Wednesday, February 24, 2010

Things I'm breaking up with


So everybody knows I've broken up with boys. Or been broken up with. I'm not married, so the jig is up on that one. But in my 28 years of wise-ass-ness, I've realized there are a number of things I'm sick of pretending to like. I continue to act as if they need to be a part of my life and what I really need to do is cut them out.

THE LIST

*Potato salad: At any given barbecue, you'll see me spooning heaping piles of potato salad on to my plate. When this moment is occurring, I really do think I like potato salad. But then I sit down and take a forkful, put it to my mouth and realize: "I hate this stuff." It's mustardy. It's starchy. It has celery (one of my vegetable nemesis). Grandma Lil had somewhat of a redeeming potato salad in that it had hard boiled eggs in it.

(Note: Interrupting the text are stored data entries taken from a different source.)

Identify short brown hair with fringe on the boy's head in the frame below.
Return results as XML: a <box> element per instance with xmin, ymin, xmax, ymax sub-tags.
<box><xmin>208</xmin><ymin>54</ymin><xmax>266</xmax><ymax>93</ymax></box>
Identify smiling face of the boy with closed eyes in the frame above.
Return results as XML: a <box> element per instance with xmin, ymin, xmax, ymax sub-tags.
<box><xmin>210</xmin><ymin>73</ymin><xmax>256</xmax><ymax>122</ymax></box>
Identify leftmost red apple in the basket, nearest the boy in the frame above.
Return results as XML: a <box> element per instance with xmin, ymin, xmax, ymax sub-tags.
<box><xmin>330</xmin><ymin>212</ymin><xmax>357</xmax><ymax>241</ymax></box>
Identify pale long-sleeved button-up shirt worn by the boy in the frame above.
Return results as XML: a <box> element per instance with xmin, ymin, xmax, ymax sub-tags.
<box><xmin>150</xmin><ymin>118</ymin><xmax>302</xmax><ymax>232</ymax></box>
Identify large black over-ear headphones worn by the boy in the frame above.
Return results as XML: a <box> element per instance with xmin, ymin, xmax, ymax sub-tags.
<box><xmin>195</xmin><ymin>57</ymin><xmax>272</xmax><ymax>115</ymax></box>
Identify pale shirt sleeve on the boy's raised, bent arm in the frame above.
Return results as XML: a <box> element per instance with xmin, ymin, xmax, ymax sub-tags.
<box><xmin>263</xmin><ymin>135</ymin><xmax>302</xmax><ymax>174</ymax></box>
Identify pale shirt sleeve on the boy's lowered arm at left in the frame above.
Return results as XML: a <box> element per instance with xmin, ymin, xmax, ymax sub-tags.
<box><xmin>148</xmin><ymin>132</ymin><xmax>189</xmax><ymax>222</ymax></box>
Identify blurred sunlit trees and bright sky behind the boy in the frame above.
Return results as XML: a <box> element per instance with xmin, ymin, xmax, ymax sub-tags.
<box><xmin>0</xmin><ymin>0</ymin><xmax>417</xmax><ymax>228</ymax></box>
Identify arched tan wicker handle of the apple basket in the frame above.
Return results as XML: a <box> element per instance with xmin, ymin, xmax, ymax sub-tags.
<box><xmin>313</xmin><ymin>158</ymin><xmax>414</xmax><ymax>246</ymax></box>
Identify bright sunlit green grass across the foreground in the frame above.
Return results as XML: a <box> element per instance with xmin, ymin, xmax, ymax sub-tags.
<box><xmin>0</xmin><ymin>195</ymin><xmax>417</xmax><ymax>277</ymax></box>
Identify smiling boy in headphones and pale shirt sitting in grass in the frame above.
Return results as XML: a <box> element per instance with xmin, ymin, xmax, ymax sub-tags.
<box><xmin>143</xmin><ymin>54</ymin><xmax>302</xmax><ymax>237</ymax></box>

But all in all, I'd say potato salad and I are done for good.
*Cole slaw: Otherwise known as potato salad's younger, grosser sister. Again, I trick myself into thinking I like this crap. I think deep down, it's been psychologically burned into my brain that I must like potato salad and cole slaw, because my parents had it at every party we had. I outright rejected Italian sausage, but somehow the other two salads didn't make it into that category. Done.
*Candy canes: This also includes the circular mints you get at restaurants. I want to meet the person who has eaten an entire candy cane. If I'm eating candy, I'm rockin' Snickers or Hershey Kisses. If I need fresh breath, I'll kick it old school and pop some Spearmint or even go exhibition and sneak a Tic Tac in my mouth.
*Crowded bars: A couple weeks ago, I went with crazy college friend Neha to a couple bars in Wrigleyville. I hadn't been to Moe's Cantina since the Sangria incident (where Lauren was nearly banned from Bacchi pizza for "messing" up their bathroom). I haven't been to John Barlycorn's since my days of smoochin and runnin' (a lucky spot for me, I must say). But, I returned on the premises of a bar crawl. Big mistake. It wasn't necessarily the young crowds at these bars that turned me off. More the inability to move. I kept wanting to say "can we find a table so we can talk?" But I knew nobody would hear me over "Apple bottom jeeeeeaaaaaannnns ...booots with the fur (with the fur)."